お兄ちゃん、と涙を溢すおばあちゃんがとても小さく見えて私の目からも訳が分からない涙が溢れた。
おばあちゃん、ごめんなさい。
そんな言葉も言えずに、おばあちゃんを避けるようになった。
その一ヶ月後、おばあちゃんは『脳梗塞』で倒れ、一命は取り止めたもののおばあちゃんは私の知っているおばあちゃんでは無くなっていた。

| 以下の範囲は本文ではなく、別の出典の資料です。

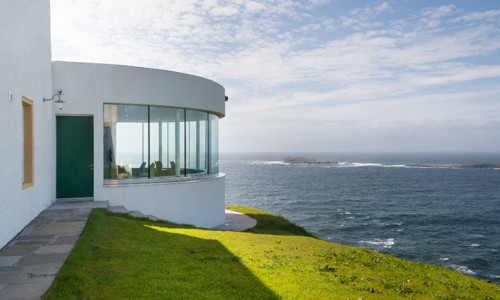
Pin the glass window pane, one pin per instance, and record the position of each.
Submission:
(214, 143)
(196, 142)
(125, 141)
(167, 141)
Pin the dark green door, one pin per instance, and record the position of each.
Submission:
(75, 157)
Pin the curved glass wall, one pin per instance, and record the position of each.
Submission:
(152, 142)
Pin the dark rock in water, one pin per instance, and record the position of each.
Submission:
(495, 165)
(304, 160)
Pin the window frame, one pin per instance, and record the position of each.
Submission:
(182, 145)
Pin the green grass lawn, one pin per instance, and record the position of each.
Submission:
(121, 257)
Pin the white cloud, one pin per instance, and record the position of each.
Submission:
(479, 15)
(362, 68)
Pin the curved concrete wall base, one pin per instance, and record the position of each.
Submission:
(199, 203)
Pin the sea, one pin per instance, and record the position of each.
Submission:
(445, 216)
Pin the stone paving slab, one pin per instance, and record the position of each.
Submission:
(8, 251)
(54, 249)
(59, 228)
(6, 261)
(236, 221)
(30, 261)
(67, 239)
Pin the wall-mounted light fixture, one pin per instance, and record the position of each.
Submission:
(58, 101)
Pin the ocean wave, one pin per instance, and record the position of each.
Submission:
(387, 243)
(268, 162)
(346, 164)
(462, 269)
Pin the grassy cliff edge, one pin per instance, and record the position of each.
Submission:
(118, 256)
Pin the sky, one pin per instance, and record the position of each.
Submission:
(317, 75)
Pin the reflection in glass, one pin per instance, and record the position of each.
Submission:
(125, 141)
(214, 144)
(167, 141)
(197, 142)
(150, 142)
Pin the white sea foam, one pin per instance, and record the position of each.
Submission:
(268, 162)
(380, 242)
(462, 269)
(346, 164)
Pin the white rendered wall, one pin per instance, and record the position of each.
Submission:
(25, 70)
(86, 87)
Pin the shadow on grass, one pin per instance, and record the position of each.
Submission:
(268, 223)
(120, 257)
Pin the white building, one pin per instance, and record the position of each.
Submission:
(140, 138)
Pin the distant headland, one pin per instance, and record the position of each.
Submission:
(310, 161)
(495, 165)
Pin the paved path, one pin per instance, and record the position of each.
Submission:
(236, 221)
(30, 261)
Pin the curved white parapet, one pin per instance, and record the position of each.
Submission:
(87, 87)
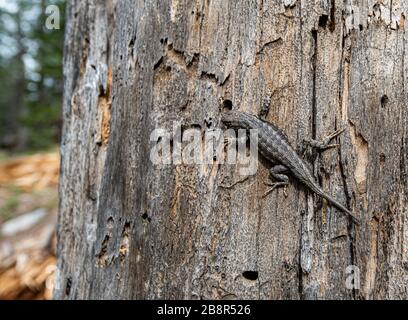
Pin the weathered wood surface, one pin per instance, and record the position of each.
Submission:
(129, 229)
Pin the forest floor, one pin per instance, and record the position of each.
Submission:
(28, 209)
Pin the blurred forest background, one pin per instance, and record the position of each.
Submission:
(30, 75)
(30, 126)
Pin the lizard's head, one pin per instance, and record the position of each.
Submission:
(231, 119)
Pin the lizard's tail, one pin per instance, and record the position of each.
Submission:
(337, 204)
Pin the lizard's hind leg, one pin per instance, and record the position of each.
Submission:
(281, 179)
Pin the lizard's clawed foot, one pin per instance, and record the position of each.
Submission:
(274, 186)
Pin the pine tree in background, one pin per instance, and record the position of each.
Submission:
(30, 71)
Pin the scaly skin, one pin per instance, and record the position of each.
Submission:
(274, 146)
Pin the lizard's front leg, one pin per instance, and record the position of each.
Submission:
(277, 172)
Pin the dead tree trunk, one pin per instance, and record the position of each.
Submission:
(129, 229)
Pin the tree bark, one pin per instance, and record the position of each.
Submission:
(131, 230)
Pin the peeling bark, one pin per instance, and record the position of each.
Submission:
(130, 229)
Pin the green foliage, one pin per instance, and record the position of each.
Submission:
(31, 74)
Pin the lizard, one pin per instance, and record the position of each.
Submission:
(274, 145)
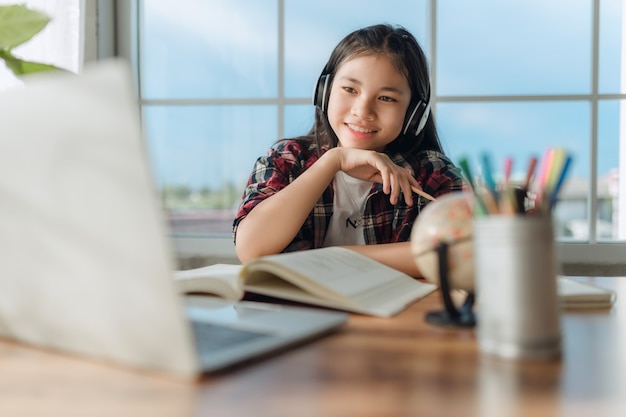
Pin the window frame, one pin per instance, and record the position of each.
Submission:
(591, 252)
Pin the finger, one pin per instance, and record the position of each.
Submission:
(407, 190)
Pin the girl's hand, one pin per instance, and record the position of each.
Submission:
(377, 167)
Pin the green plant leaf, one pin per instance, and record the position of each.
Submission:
(18, 24)
(22, 67)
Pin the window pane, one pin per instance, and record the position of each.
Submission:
(58, 43)
(611, 223)
(313, 28)
(207, 49)
(610, 64)
(202, 157)
(522, 130)
(490, 47)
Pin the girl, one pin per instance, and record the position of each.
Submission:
(356, 179)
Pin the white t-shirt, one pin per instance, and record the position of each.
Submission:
(346, 224)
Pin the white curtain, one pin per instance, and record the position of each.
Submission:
(59, 43)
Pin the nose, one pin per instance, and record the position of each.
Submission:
(363, 108)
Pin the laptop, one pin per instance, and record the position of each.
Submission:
(86, 264)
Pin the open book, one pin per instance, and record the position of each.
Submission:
(330, 277)
(576, 294)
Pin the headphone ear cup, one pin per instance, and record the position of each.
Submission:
(322, 92)
(416, 118)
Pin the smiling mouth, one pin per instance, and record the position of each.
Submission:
(359, 129)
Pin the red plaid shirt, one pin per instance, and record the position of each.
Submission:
(383, 222)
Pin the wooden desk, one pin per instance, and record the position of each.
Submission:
(374, 367)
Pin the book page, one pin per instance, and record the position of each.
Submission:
(339, 270)
(222, 280)
(578, 294)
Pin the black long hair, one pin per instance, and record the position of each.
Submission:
(405, 53)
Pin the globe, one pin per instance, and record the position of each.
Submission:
(447, 219)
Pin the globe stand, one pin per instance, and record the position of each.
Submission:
(451, 316)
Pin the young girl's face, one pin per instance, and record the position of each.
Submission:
(368, 101)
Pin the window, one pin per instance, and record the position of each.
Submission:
(221, 80)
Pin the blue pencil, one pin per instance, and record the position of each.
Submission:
(559, 183)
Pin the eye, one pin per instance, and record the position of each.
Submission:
(387, 98)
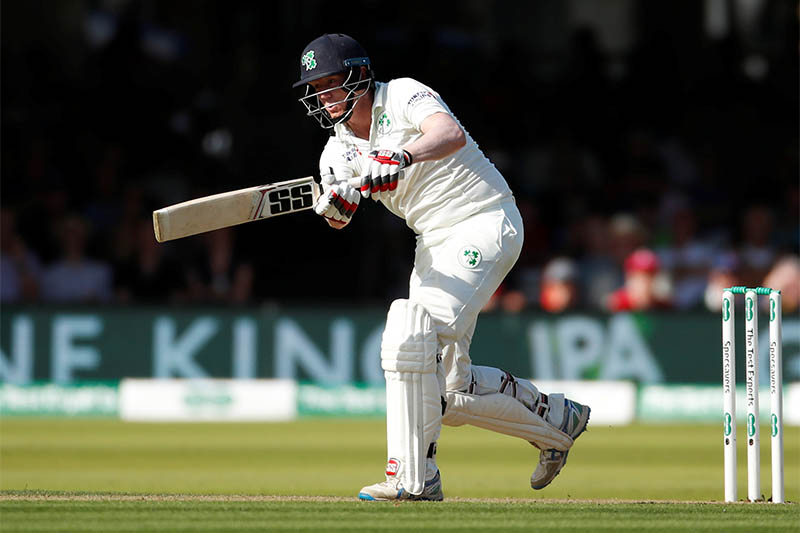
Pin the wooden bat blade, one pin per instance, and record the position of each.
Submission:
(226, 209)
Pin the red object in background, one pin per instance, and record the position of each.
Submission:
(642, 261)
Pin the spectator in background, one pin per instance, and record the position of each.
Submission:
(785, 277)
(723, 274)
(600, 273)
(218, 275)
(644, 288)
(757, 252)
(149, 275)
(559, 290)
(20, 269)
(75, 278)
(687, 259)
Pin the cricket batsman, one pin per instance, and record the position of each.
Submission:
(412, 154)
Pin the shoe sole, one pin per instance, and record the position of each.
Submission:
(367, 498)
(564, 462)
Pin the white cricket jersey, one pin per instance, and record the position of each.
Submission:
(433, 194)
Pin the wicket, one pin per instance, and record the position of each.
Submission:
(751, 391)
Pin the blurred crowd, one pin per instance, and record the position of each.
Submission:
(648, 178)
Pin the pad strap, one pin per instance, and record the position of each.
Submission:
(504, 414)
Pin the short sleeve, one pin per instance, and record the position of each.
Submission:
(336, 157)
(415, 101)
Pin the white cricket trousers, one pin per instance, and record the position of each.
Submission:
(454, 284)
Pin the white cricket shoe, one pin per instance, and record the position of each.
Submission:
(392, 489)
(551, 461)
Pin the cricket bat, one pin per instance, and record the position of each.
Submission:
(231, 208)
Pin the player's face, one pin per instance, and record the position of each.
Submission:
(331, 96)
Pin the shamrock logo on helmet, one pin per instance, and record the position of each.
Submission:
(308, 60)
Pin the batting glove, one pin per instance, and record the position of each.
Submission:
(383, 171)
(338, 201)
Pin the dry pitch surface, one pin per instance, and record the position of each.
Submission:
(111, 476)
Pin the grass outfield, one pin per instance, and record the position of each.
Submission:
(110, 475)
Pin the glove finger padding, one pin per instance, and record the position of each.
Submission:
(383, 172)
(339, 203)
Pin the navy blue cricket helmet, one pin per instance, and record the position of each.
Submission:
(329, 54)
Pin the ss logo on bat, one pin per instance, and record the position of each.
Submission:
(286, 200)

母が言うには「おばあちゃんはね、ボケてしまったの。…昔に戻ってしまったの…」
やっぱり意味は分からなかったが、おばあちゃんがおばあちゃんで無いことは分かった。母に頼まれ事をされ入院中のおばあちゃんを見舞った時の事だ。
「お兄ちゃん、お兄ちゃんが来てくれたよ」
看護婦さんの裾を引っ張って嬉しげに此方を見るおばあちゃんがそこに居た。
「お兄ちゃん、お兄ちゃん」
嬉しげに、だけどどこも見ていない目でおばあちゃんは呼び続ける。
「…おばあちゃん」
私のおばあちゃんはもう何処にも居なかった。おばあちゃんは、あの写真で見た女の子の年齢に戻ってしまった。そして、毎日お兄ちゃんと一緒に遊んでいる、とおばあちゃんから紡がれる言葉で分かった。

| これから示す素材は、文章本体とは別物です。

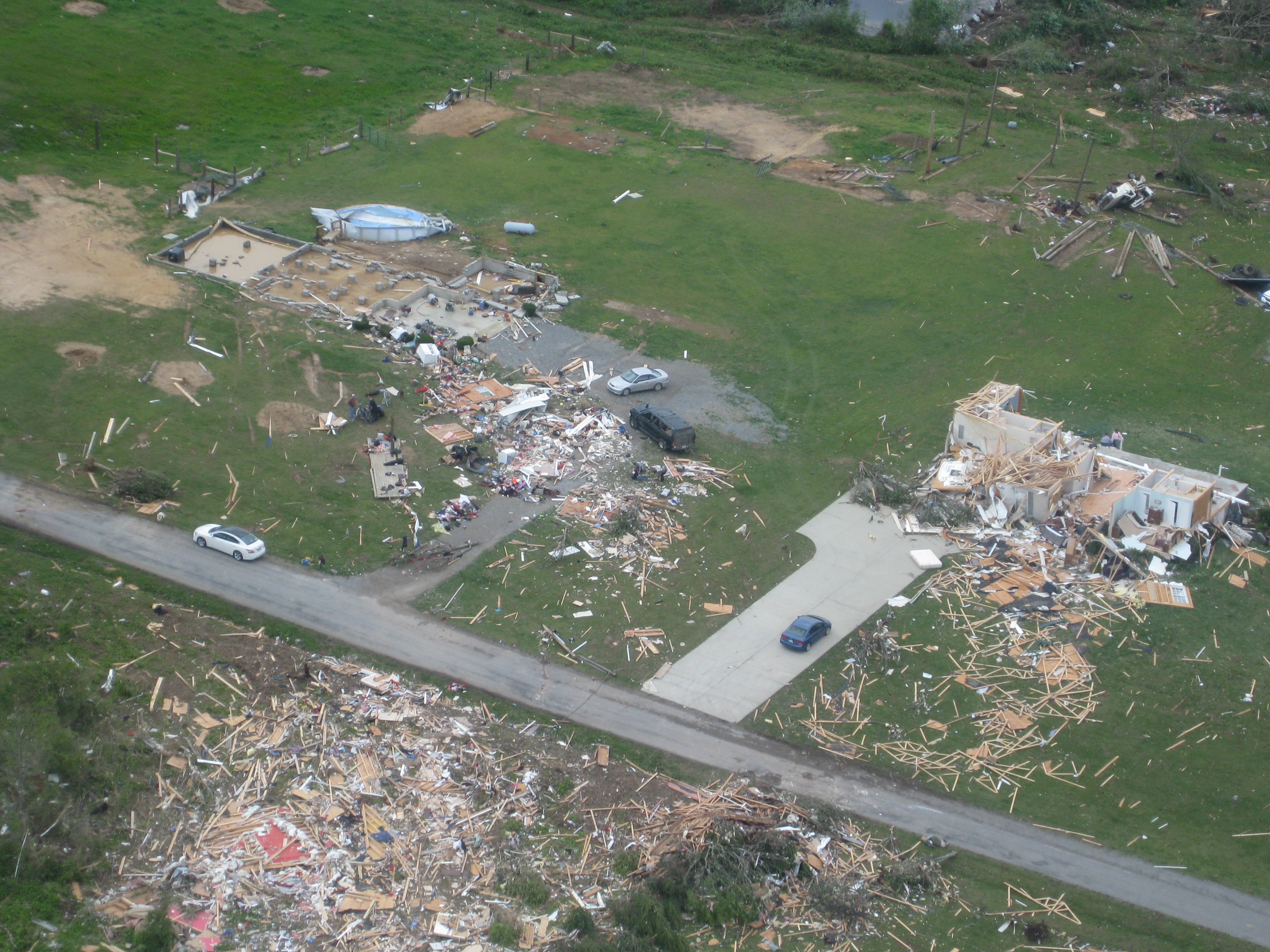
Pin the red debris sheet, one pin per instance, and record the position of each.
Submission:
(197, 926)
(280, 848)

ベッドの横に、写真立てがあった。薄汚れて何が描いてあったかも分からない、そうあれはあの時のおばあちゃんとお兄さんの仲睦まじい白黒写真。
「おばあちゃん、ごめんなさい」
やっと言えた言葉はおばあちゃんにはもう届かない。
「お兄ちゃん、なんで謝るの?ちー、と一緒に遊ぼうー」
嬉しそうに、嬉しそうに笑うおばあちゃんを見たのは、この日が最後だった。
おばあちゃんのお兄さんはね、昔に日本がした戦争でね、死んじゃったの。その頃には空襲が都市部に集中してね、幼かったおばあちゃんは学童疎開で田舎に避難したのよ。でもね、お兄さんはおばあちゃんと歳が離れていたから残ったの。そこでね、運悪く空襲にあって…死んじゃったの。おばあちゃんのお父さんもお母さんも、その戦争で死んじゃったのよ…。

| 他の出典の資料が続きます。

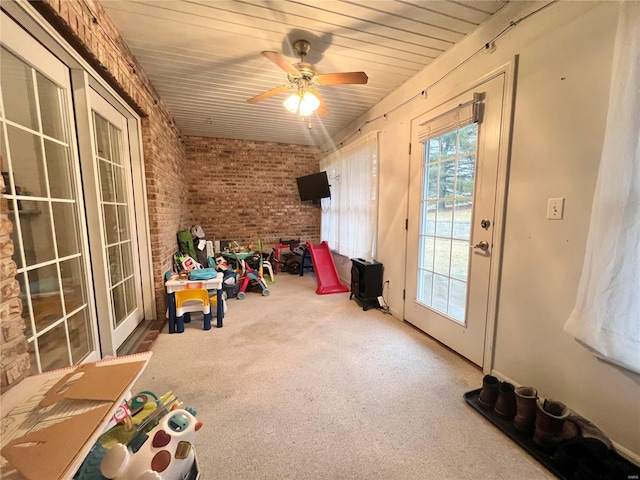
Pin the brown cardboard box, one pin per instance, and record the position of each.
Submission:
(50, 421)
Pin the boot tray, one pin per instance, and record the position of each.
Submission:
(542, 454)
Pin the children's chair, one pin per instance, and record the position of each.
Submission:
(192, 300)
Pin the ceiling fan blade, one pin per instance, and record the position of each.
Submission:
(322, 110)
(344, 78)
(282, 62)
(269, 93)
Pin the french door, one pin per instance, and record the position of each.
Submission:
(452, 212)
(114, 243)
(44, 195)
(67, 169)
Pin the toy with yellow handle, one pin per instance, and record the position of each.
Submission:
(164, 453)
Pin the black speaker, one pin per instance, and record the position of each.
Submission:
(366, 282)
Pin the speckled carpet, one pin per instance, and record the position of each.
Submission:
(304, 386)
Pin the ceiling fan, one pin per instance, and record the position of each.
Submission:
(303, 76)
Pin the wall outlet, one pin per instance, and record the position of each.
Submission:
(555, 209)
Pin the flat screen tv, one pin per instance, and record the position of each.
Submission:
(313, 187)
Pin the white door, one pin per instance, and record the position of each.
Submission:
(44, 193)
(114, 246)
(452, 212)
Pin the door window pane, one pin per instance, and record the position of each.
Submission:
(123, 223)
(445, 230)
(35, 230)
(116, 218)
(25, 151)
(111, 223)
(119, 304)
(65, 218)
(115, 264)
(103, 147)
(73, 291)
(26, 312)
(45, 210)
(18, 93)
(45, 296)
(50, 108)
(53, 349)
(61, 183)
(80, 335)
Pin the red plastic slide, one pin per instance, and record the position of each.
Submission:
(325, 269)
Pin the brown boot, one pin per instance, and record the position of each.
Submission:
(506, 403)
(489, 392)
(526, 399)
(550, 418)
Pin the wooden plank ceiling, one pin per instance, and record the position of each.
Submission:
(203, 57)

おばあちゃんが亡くなってから、お母さんはぽつりぽつり語ってくれたお話。
たった一枚だけ残ったお兄さんの写真を手に、親戚を渡り歩きながら戦後を生きたおばあちゃん。
ああ、そうか。
私はおばあちゃんの“支え”を壊してしまったんだ。
ぴちゃん。
水溜まりに手を突っ込む。ゆらゆらと揺れる水面にぐちゃぐちゃに顔を歪めた私が映っていた。
おばあちゃん、おばあちゃんはお兄ちゃんに会えた?
水面に映る像が揺れ、あの日の女の子と男性が映った。
ゆうちゃん。
おばあちゃんの声が聞こえて目を見開く。
にっこりと笑った二人は手を繋いで幸せそうに幸せそうに微笑んでいた。
おばあちゃん、
ぱしゃぁん。
水面が揺らぎ再び蒼い空と私を映す。
ゆらゆら、ゆらゆら揺れて涙が溢れ落ちた。